Please register for this event here.

 

Pourdavoud Center Workshop: Papyrus Amherst 63

Wednesday, November 18, 2020 at 10:00am Pacific

In this workshop, two of the world’s leading experts on Papyrus Amherst 63, Professors Tawny Holm and Karel van der Toorn, will reflect on recent scholarship on the Aramaic texts of this papyrus written in Demotic Egyptian script during the Persian Period. Since the decipherment of the papyrus, scholars have turned to investigating the papyrus’ compositional setting, as well as the hymns, prayers, and stories found in the papyrus, some of which correspond to texts of the Hebrew Bible. Though the language, script choice, and other features of the papyrus have puzzled scholars for decades, it speaks to the rich texts preserved by Aramaic-speaking populations in the region and provides access to Judean, Aramean, and other traditions. This workshop will discuss the content and organization of the papyrus and examine how its texts illuminate the diverse landscapes of peoples, places, traditions, and languages in the ancient Near East under the Achaemenid Empire.

 

Please register for this event here.

 

Pourdavoud Center Lecture Series: Michael Jackson Bonner

Wednesday, December 2, 2020 at 4:00pm Pacific

This talk will focus on topics included in Dr. Bonner’s new book, The Last Empire of Iran, a narrative history of Sasanian Persia. Throughout this lecture, Dr. Bonner will share with the audience the impetus for writing this book. The principle motivation was to portray the Sasanian state as the great world power that it was and to situate it properly between Rome and the nomad powers of Inner Asia. It addresses the classicising and Perso-Arabic historiographical traditions, but special emphasis has also been given to Armenian and Syriac sources. Discussion will cover some of the key themes of the book, including: the origins of the Sasanian state; the wider context of Eurasian history; interactions between Iran and the world of the steppe; and, finally, historiographical problems and the use of sources.

Please register for this event here.

 

 

Pourdavoud Center Lecture Series: Afshin Marashi

Wednesday, January 13, 2021 at 4:00pm Pacific

This book talk will provide an overview of Exile and the Nation: The Parsi Community of India and the Making of Modern Iran (University of Texas Press, 2020). In the aftermath of the 7th century Islamic conquest of Iran, large numbers of Zoroastrians departed for India. Known as the Parsis, they slowly lost contact with their ancestral homeland until the 19th century, when stream-powered sea travel and the philanthropic efforts of wealthy Parsi benefactors sparked a new era of interaction between Parsis and Iranians. Tracing the late 19th and early 20th century cultural and intellectual exchange between Iranian nationalists and India’s Parsi community, Exile and the Nation shows how this interchange led to a collective re-imagining of Parsi and Iranian national identity and to the revival of antiquity in 20th century Iran thought.

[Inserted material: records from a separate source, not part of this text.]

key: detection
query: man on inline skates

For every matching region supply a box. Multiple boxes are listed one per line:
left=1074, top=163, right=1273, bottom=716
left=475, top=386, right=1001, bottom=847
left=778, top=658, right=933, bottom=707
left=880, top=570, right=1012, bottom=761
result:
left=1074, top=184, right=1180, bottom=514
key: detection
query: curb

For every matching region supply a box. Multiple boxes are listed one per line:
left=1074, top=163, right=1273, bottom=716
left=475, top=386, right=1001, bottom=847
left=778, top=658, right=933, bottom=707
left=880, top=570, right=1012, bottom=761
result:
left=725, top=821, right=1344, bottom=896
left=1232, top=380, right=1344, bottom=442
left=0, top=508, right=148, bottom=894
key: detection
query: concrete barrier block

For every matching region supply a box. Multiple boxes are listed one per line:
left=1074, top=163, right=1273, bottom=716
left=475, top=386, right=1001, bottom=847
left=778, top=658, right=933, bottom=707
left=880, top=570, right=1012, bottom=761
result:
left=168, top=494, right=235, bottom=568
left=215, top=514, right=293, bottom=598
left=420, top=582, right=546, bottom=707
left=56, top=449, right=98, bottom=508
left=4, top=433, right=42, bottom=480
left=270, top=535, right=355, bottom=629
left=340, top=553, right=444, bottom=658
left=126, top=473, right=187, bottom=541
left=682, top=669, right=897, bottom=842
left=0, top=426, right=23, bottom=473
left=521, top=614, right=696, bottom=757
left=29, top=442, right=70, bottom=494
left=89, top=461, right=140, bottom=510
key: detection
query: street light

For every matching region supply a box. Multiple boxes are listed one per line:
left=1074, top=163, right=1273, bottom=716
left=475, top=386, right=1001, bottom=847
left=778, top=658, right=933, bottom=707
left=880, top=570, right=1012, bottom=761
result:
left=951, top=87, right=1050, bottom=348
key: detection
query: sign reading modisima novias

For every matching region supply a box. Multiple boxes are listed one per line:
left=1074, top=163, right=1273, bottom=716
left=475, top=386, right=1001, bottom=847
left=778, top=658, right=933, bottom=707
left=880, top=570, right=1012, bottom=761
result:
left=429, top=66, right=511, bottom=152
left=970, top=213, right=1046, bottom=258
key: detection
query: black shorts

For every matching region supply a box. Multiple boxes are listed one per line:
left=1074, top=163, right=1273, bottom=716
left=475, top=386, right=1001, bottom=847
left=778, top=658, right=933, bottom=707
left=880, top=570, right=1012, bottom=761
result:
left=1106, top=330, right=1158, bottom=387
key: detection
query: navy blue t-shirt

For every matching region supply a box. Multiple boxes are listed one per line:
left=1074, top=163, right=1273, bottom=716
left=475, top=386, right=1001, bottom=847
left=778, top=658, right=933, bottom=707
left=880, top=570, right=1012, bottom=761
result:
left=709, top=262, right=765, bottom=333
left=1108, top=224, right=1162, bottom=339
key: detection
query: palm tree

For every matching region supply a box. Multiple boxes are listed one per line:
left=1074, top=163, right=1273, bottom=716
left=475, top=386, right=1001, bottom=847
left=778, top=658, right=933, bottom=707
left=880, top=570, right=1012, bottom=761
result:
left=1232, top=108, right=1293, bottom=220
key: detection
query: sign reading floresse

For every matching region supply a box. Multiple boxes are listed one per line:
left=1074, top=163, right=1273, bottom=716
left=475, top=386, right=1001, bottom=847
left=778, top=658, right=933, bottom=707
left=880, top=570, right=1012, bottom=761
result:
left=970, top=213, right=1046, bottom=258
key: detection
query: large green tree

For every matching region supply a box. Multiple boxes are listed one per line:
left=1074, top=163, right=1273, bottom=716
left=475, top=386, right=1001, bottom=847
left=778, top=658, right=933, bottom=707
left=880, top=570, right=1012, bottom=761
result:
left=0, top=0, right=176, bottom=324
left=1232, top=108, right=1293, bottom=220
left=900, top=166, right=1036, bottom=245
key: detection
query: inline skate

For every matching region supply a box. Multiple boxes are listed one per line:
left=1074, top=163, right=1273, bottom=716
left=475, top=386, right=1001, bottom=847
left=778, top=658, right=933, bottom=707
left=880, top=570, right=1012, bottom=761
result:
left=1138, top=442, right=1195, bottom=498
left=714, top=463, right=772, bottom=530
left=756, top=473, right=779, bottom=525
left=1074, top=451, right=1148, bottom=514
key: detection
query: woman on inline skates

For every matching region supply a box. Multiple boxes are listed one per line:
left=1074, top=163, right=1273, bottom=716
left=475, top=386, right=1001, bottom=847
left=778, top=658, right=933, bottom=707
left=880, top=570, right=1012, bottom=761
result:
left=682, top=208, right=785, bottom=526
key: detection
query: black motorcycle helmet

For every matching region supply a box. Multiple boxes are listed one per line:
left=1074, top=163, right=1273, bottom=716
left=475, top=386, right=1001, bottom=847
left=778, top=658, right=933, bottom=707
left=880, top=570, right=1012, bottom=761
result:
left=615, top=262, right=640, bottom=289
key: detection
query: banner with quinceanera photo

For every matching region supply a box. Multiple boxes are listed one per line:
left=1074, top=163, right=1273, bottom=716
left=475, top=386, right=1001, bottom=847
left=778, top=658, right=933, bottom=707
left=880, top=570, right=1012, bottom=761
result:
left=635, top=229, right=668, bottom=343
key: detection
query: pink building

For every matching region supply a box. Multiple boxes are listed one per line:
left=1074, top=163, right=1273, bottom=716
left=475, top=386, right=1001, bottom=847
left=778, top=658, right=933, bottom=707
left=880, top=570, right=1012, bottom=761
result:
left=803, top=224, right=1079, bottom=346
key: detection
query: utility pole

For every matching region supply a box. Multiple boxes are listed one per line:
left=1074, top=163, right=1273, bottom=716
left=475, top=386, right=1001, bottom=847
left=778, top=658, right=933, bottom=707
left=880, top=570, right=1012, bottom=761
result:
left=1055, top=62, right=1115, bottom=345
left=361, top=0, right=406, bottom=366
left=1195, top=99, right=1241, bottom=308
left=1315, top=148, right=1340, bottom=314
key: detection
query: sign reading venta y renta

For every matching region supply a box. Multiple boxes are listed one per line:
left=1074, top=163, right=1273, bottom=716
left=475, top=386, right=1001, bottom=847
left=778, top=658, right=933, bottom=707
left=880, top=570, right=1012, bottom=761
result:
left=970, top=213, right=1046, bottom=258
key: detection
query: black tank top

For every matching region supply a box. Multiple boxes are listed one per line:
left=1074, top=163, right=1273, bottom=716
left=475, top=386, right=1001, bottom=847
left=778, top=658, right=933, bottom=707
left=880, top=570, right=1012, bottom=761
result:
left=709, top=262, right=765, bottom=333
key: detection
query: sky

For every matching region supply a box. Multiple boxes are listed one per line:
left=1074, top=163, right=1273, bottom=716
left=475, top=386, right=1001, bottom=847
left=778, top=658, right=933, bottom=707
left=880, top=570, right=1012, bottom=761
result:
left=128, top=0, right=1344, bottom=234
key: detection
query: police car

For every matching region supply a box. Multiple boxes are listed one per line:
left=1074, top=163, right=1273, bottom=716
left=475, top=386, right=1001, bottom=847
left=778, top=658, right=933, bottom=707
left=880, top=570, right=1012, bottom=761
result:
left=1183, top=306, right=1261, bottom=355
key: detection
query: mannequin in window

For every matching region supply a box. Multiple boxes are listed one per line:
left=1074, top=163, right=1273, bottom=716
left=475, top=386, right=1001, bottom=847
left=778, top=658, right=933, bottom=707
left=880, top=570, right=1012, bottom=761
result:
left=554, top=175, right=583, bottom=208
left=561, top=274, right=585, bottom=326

Registration for this event is forthcoming.

Pourdavoud Center Lecture Series: Nikolaus Overtoom

Wednesday, February 3, 2021 at 4:00pm Pacific

Nikolaus Overtoom’s study of the rise of the Parthian Empire, Reign of Arrows: The Rise of the Parthian Empire in the Hellenistic Middle East, brings a new perspective to this important development in the history of the Hellenistic Middle East. By emphasizing the changing international-systems elements that led to the expansion of the Arsacid kings, Overtoom allows scholars to develop a more sophisticated view of how this expansion occurred, with less causal emphasis merely on the warlike nature of Parthian society or the personalities of individual rulers — important though these were. This monograph draws on a wide variety of sources to explain the political and military encounters that shaped the international environment of the Hellenistic Middle East from the middle third to the early first centuries BCE. This study combines traditional historical approaches, such as source criticism and the integration of material evidence, with the incorporation of modern international relations theory to better reconstruct the rise of the Parthians (or Arsacids) to dominance over their Greek, Persian, and nomadic neighbors in the ancient Middle East.

Registration for this event is forthcoming.